Russian investigators at the scene of a deadly plane crash near Moscow said on Sunday they were exploring all possible causes.
Among them are weather conditions, human error and the plane's technical condition.
The passenger plane crashed near Moscow soon after take-off on Sunday, killing all 71 people on board, authorities said.
No distress signals had been received from the crew.
Temperatures were around minus 5 degrees Celsius when the short-haul AN-148 operated by Saratov Airlines took off for the city of Orsk near the border with Kazakhstan, about 1,500 km southeast of the capital.
It reportedly disappeared from radar screens just minutes after taking off from Moscow's Domodedovo airport.
A spokeswoman for Saratov Airlines said there had been no concerns about the state of the plane, which was manufactured in 2010 and went into service with the airline in 2016.
The plane was carrying 65 passengers and six crew.

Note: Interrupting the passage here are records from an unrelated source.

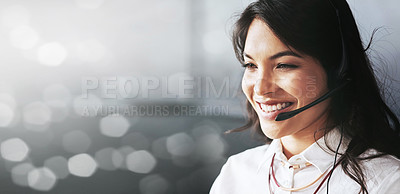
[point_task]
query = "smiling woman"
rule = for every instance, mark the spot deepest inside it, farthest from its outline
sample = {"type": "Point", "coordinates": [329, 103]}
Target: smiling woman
{"type": "Point", "coordinates": [305, 59]}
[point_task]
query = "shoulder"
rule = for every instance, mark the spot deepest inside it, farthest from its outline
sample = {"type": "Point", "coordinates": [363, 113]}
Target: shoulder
{"type": "Point", "coordinates": [249, 156]}
{"type": "Point", "coordinates": [382, 173]}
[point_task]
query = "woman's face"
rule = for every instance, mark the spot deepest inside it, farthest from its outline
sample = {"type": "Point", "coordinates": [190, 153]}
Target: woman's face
{"type": "Point", "coordinates": [279, 79]}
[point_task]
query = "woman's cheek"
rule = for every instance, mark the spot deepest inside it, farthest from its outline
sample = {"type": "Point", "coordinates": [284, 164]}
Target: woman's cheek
{"type": "Point", "coordinates": [293, 85]}
{"type": "Point", "coordinates": [247, 86]}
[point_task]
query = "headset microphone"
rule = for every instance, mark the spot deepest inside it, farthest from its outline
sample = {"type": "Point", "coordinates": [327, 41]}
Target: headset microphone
{"type": "Point", "coordinates": [287, 115]}
{"type": "Point", "coordinates": [341, 77]}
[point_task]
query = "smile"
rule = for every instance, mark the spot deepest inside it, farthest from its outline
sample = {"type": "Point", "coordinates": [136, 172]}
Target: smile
{"type": "Point", "coordinates": [274, 107]}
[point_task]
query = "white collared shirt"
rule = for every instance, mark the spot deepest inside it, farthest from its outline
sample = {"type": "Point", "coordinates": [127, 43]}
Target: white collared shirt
{"type": "Point", "coordinates": [247, 172]}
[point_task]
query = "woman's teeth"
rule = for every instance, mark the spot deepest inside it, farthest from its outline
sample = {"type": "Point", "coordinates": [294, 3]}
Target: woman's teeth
{"type": "Point", "coordinates": [275, 107]}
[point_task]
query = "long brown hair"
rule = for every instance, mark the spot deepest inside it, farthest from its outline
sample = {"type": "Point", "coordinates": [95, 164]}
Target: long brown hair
{"type": "Point", "coordinates": [312, 27]}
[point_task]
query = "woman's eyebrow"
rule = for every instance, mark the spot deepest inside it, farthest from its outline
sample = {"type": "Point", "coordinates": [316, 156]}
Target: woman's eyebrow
{"type": "Point", "coordinates": [277, 55]}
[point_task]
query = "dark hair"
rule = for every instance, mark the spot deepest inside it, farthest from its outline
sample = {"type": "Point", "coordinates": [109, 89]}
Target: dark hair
{"type": "Point", "coordinates": [312, 28]}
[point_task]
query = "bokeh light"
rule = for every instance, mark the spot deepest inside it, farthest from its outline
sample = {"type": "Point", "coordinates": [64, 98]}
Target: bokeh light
{"type": "Point", "coordinates": [82, 165]}
{"type": "Point", "coordinates": [14, 149]}
{"type": "Point", "coordinates": [58, 165]}
{"type": "Point", "coordinates": [104, 158]}
{"type": "Point", "coordinates": [23, 37]}
{"type": "Point", "coordinates": [140, 162]}
{"type": "Point", "coordinates": [114, 125]}
{"type": "Point", "coordinates": [41, 179]}
{"type": "Point", "coordinates": [52, 54]}
{"type": "Point", "coordinates": [19, 173]}
{"type": "Point", "coordinates": [15, 15]}
{"type": "Point", "coordinates": [118, 159]}
{"type": "Point", "coordinates": [6, 115]}
{"type": "Point", "coordinates": [122, 153]}
{"type": "Point", "coordinates": [153, 184]}
{"type": "Point", "coordinates": [37, 116]}
{"type": "Point", "coordinates": [76, 141]}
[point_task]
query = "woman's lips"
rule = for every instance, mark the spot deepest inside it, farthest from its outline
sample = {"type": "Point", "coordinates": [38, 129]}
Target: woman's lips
{"type": "Point", "coordinates": [270, 111]}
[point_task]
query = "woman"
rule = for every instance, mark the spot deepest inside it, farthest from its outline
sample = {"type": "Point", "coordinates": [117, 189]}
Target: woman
{"type": "Point", "coordinates": [294, 52]}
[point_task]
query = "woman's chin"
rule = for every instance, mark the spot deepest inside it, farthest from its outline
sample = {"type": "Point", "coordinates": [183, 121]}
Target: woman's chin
{"type": "Point", "coordinates": [271, 131]}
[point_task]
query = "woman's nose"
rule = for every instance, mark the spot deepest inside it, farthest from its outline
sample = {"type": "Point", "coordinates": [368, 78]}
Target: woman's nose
{"type": "Point", "coordinates": [264, 86]}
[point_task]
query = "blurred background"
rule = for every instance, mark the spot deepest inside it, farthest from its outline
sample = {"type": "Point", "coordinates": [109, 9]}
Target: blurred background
{"type": "Point", "coordinates": [128, 96]}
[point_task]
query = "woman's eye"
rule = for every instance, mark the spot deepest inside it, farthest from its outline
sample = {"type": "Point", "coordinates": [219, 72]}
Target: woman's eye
{"type": "Point", "coordinates": [286, 66]}
{"type": "Point", "coordinates": [249, 66]}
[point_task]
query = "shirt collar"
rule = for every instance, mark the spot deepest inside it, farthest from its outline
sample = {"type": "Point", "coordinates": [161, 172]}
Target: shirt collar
{"type": "Point", "coordinates": [318, 153]}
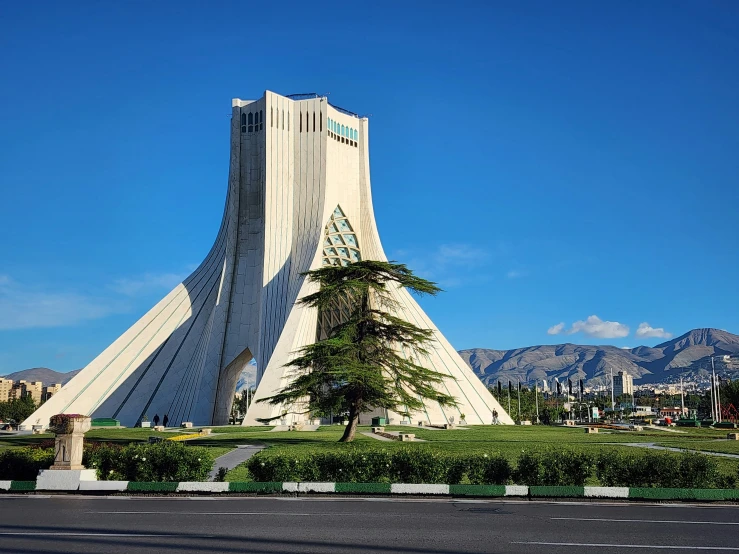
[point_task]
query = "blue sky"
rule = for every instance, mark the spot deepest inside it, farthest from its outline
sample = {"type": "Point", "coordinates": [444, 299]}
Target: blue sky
{"type": "Point", "coordinates": [558, 167]}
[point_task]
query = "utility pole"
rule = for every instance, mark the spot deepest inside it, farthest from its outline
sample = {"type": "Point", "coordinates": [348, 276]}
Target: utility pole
{"type": "Point", "coordinates": [519, 401]}
{"type": "Point", "coordinates": [613, 399]}
{"type": "Point", "coordinates": [713, 403]}
{"type": "Point", "coordinates": [716, 398]}
{"type": "Point", "coordinates": [509, 398]}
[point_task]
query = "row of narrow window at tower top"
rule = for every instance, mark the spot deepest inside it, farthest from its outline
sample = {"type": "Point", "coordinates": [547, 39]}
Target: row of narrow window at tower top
{"type": "Point", "coordinates": [252, 121]}
{"type": "Point", "coordinates": [343, 133]}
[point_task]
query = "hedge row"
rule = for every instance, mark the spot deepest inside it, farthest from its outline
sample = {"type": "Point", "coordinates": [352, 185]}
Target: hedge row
{"type": "Point", "coordinates": [165, 461]}
{"type": "Point", "coordinates": [562, 467]}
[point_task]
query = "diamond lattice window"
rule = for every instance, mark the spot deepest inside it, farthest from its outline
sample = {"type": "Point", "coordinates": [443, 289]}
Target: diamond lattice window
{"type": "Point", "coordinates": [340, 247]}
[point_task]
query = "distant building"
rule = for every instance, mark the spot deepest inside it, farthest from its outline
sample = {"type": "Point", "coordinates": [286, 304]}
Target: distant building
{"type": "Point", "coordinates": [672, 412]}
{"type": "Point", "coordinates": [6, 388]}
{"type": "Point", "coordinates": [50, 391]}
{"type": "Point", "coordinates": [623, 383]}
{"type": "Point", "coordinates": [22, 389]}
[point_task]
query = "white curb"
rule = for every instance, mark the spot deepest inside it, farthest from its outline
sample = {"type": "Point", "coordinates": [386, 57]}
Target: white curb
{"type": "Point", "coordinates": [103, 485]}
{"type": "Point", "coordinates": [289, 486]}
{"type": "Point", "coordinates": [516, 490]}
{"type": "Point", "coordinates": [607, 492]}
{"type": "Point", "coordinates": [409, 488]}
{"type": "Point", "coordinates": [193, 486]}
{"type": "Point", "coordinates": [316, 487]}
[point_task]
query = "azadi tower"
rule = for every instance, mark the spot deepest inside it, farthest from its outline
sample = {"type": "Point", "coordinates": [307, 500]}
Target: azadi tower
{"type": "Point", "coordinates": [298, 197]}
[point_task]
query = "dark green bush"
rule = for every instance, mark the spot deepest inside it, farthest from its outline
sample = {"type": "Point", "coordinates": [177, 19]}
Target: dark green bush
{"type": "Point", "coordinates": [166, 461]}
{"type": "Point", "coordinates": [554, 468]}
{"type": "Point", "coordinates": [659, 469]}
{"type": "Point", "coordinates": [488, 470]}
{"type": "Point", "coordinates": [23, 464]}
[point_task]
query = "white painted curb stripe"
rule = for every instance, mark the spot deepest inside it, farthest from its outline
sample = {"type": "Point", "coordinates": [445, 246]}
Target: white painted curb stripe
{"type": "Point", "coordinates": [607, 492]}
{"type": "Point", "coordinates": [192, 486]}
{"type": "Point", "coordinates": [103, 485]}
{"type": "Point", "coordinates": [316, 487]}
{"type": "Point", "coordinates": [516, 490]}
{"type": "Point", "coordinates": [409, 488]}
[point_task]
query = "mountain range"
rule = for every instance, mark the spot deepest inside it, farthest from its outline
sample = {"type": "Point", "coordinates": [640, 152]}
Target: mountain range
{"type": "Point", "coordinates": [688, 355]}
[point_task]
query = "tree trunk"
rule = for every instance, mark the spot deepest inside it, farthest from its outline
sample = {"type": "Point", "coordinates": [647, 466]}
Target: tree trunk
{"type": "Point", "coordinates": [351, 428]}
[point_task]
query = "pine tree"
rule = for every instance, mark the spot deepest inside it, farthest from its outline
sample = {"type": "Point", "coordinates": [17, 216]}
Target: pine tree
{"type": "Point", "coordinates": [372, 359]}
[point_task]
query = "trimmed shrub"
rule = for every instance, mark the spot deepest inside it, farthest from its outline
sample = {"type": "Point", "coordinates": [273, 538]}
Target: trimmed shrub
{"type": "Point", "coordinates": [659, 469]}
{"type": "Point", "coordinates": [488, 470]}
{"type": "Point", "coordinates": [380, 466]}
{"type": "Point", "coordinates": [164, 461]}
{"type": "Point", "coordinates": [554, 468]}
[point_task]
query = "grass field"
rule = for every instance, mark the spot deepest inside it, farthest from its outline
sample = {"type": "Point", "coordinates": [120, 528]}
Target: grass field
{"type": "Point", "coordinates": [506, 440]}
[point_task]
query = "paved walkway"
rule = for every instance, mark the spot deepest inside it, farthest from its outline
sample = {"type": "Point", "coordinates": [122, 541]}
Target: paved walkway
{"type": "Point", "coordinates": [237, 456]}
{"type": "Point", "coordinates": [279, 428]}
{"type": "Point", "coordinates": [378, 437]}
{"type": "Point", "coordinates": [653, 446]}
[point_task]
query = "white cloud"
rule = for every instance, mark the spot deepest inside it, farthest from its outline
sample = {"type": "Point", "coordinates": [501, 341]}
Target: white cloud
{"type": "Point", "coordinates": [593, 326]}
{"type": "Point", "coordinates": [24, 307]}
{"type": "Point", "coordinates": [556, 329]}
{"type": "Point", "coordinates": [149, 282]}
{"type": "Point", "coordinates": [645, 330]}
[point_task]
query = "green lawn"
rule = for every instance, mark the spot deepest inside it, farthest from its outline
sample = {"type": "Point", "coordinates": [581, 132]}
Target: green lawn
{"type": "Point", "coordinates": [506, 440]}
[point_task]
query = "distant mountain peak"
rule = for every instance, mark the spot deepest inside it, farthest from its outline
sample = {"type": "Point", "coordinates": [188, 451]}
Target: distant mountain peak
{"type": "Point", "coordinates": [690, 352]}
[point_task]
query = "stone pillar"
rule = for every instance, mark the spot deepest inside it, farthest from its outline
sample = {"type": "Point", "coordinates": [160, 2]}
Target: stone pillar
{"type": "Point", "coordinates": [67, 471]}
{"type": "Point", "coordinates": [70, 433]}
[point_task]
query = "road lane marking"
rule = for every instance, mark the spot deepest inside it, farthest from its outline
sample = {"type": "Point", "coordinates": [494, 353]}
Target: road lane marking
{"type": "Point", "coordinates": [215, 513]}
{"type": "Point", "coordinates": [647, 520]}
{"type": "Point", "coordinates": [606, 545]}
{"type": "Point", "coordinates": [33, 534]}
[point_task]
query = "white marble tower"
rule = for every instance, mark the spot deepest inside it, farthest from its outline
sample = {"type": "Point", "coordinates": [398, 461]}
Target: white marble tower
{"type": "Point", "coordinates": [298, 197]}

Investigators said debris and human remains were spread over a radius of one kilometre from the crash site.
TV images of the crash site showed wreckage of the plane, including at least one engine, lying in fields covered with snow.
Helicopters were at the scene as well as rescuers on snowmobiles. An official of the Emergency Situations Ministry said two bodies and a flight recorder had been found.
Interfax news agency said one Swiss national had been among the passengers.
President Vladimir Putin offered condolences to those who had lost relatives and ordered a special investigative commission to be set up to probe the crash.
Local media website Ural56.ru in the Orenburg region showed footage of distressed relatives at Orsk airport. The city's mayor told the Rossiya 24 TV channel a team of psychologists had been deployed there to comfort them.